In the low post, 6-9, Taylor Bessick will see his role dramatically increase this season, after only averaging 11 minuets per contest last year. In limited action, the Philadelphia native averaged just 2.3 points, and 2.1 rebounds per game. In his first test as a starter, Bessick will have his hands full against a deep and talented Virginia front- court.
Former Western Albemarle standout, Christian Peirce missed all of last season, and developed into one of the team leaders off the court according to players and coaches. With the game likely to get out of hand, look for Brady to go to his bench to work in members of the eight-man freshmen class.
Five things we'll be watching:
With the depth and experience on this year's roster, many have questioned how head coach, Tony Bennett will handle the lineups. Bennett said during media day last month that the true rotation will likely not be defined until ACC play begins, but tonight should provide a snapshot of who has developed the most since last season.
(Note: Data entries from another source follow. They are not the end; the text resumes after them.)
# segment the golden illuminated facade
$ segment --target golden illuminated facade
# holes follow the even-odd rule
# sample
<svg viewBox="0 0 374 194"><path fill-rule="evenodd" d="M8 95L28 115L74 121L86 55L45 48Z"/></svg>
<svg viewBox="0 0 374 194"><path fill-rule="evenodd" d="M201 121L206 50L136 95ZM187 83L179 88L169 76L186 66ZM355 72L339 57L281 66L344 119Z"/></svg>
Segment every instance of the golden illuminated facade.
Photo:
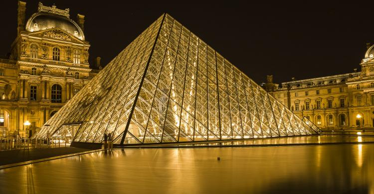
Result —
<svg viewBox="0 0 374 194"><path fill-rule="evenodd" d="M18 9L17 37L8 58L0 59L0 135L27 137L97 71L88 63L84 15L78 14L77 23L69 9L39 3L25 22L26 3L18 1Z"/></svg>
<svg viewBox="0 0 374 194"><path fill-rule="evenodd" d="M296 116L167 14L55 114L34 138L120 144L310 135Z"/></svg>
<svg viewBox="0 0 374 194"><path fill-rule="evenodd" d="M374 126L374 46L360 65L361 72L307 80L262 85L269 94L300 117L322 129L370 129ZM293 79L293 80L294 79Z"/></svg>

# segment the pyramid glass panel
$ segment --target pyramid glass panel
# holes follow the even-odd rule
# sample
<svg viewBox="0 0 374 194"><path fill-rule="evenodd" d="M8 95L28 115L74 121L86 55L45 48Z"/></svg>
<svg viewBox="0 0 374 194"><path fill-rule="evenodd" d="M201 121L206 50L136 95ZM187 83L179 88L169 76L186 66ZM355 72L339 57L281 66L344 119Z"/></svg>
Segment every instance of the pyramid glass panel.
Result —
<svg viewBox="0 0 374 194"><path fill-rule="evenodd" d="M34 138L120 144L316 134L226 59L165 14L113 59Z"/></svg>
All ACC selections, Joe Harris and Akil Mitchell, as well as sophomore sensation, Justin Anderson are locks to start, but there are so many ways that Bennett could use this roster. The UVa head coach said this week that he is looking at a possible 10-man rotation to start the season. The biggest question mark appears to be in the front court, with sophomore, Mike Tobey, sophomore transfer, Anthony Gill, and junior, Darion Atkins all viable options to start alongside Mitchell at the five There is depth and experience at every position, and that is an excellent problem to have.
It has been 18 months since the former four-star guard has seen any action on the court. Brogdon missed the last month of the 2011-12 season, was sidelined for all of last year with a foot injury. Tonight, the Atlanta native will make his much anticipated return to the floor at John Paul Jones Arena. Will the promising redshirt sophomore be able to pickup where he left off in 2012? And what position will he play?
The point guard battle:
Piggybacking off of the point above, Brogdon is one of four Cavaliers that could possibly see time at the point guard position. Brogdon is the most experienced of any of the candidates, and at 6-5, he could be a potential matchup nightmare for opponents. The only real questions are his ball handling and his rust after being out for so long. Sophomore, Teven Jones is the only returning pg from a year ago, after spending the season backing up Jontel Evans. Jones disappeared from the rotation midway through the season but came back to average 13 minutes, and 2.9 points per game. The Kannapolis, North Carolina native developed into solid scoring option at the point, but his inability to stay in front of opponents on defense kept him out of some games. Virginia will welcome in two freshman point guards, London Perrantes and Devon Hall. Perrantes is a 6-2 floor general from California, while Hall is a bigger point guard, at 6-5, 210 pounds. Like every position on the team, their minutes will likely be determined on how quickly they can learn the pack line defense.
While two freshmen will play in their first colligate games, Gill will take the court at John Paul Jones arena for the first time, after arriving in Charlottesville last off-season. The former South Carolina transfer averaged 7.6 points 4.7 rebounds during his freshman season with the Gamecocks in 2011. Gill is a force on the glass, at 6-8, 230 pounds, and brings a new type of physicality that this team was missing a year ago.
With the additions of Brodgon and Gill, the Cavaliers have plenty of firepower on offense. Bennett has said time and time again that he will run if the situation is right, and if he feels good about the personnel on the roster. UVa also has plenty of low post scoring options as well, and this will be the deepest frontcourt of the Bennett era in Charlottesville. What changes can we expect to a Cavalier offense that was lacking at times last season?
The bottom line:
The Cavaliers enter this game as 21.5-point favorites, and for good reason. Virginia is loaded with depth, and the Dukes have more questions than answers. This matchup provides Bennett with an opportunity to truly see what he has to work with, and to possibly figure out the rotation. While all signs point to a UVa blowout, Wahoo fans have not forgotten about last season's dreadful 0-3 performance against teams from the Colonial Athletic Conference, that likely cost Virginia a spot in the NCAA tournament. At times UVa's style of play allows inferior teams to stick around, which the Hoos have had issues with in previous seasons. Tonight should give the Cavaliers plenty of confidence heading into next Tuesday's huge game with VCU.